Consequently each of the above “email opens” is definitely not counted inside the stats.
The open rate is generally described as “percentage of unique email opens through the total of emails delivered”. People can open the same email several times, and some companies measure open rates based on total opens as opposed to unique opens that brings about overstated open rates. Some marketers equate the “email opens” to the “email reads” that might not be true whatsoever.
It is crucial that you clearly define how you will appraise the email open rate for your company, then consistently work at improving it (from 40% to 50%, for example) without having to pay attention oghzpp someone else’s 80%.
3. Email is a lot more responsive than postal mail – In postal mail, the response rate is the percent of people who responded by calling, registering on a website, going to a store, etc.
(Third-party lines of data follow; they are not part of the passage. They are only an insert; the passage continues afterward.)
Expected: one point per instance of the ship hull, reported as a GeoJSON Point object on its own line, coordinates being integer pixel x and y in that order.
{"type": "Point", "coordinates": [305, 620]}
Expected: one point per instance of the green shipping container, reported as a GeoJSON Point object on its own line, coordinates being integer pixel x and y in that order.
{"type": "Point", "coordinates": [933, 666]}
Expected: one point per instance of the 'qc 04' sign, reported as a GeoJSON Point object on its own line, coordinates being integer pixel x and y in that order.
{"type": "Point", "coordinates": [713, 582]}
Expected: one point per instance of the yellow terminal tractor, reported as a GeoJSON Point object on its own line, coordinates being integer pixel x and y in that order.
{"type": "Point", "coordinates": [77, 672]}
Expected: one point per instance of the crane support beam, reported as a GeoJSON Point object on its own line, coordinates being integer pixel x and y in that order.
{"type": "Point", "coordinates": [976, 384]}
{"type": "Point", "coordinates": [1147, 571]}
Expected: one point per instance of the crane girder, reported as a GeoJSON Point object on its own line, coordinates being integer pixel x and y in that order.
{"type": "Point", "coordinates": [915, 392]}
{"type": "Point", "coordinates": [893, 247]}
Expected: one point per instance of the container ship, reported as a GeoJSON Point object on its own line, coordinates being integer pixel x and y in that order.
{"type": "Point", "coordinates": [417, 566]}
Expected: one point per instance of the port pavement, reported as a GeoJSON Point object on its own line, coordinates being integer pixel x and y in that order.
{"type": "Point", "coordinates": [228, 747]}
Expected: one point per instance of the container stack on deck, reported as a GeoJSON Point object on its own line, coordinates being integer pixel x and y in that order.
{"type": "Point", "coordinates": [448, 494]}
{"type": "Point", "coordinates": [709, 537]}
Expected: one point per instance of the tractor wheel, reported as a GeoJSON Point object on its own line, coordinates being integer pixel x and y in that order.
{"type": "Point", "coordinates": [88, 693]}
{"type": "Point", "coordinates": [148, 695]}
In e-mail marketing, the metric “conversion rate” is normally used since the “response” rate. The conversion rate is identified as actions taken being a amount of unique click-throughs. For any commercial message, a message campaign with all the conversion rate .25% – .50% is pretty good. So, actually the email “response” rates often will not be more than postal mail. But because creating and distributing email messages cost significantly cheaper, e-mail marketing generally brings a lot higher return on investment. However, it’s the mixture of both postal and email marketing which produces the greatest results.
As being an email marketer, avoid measuring your email campaign performance from the “industry average” and attempt to make critical campaign decisions based on facts, not assumptions.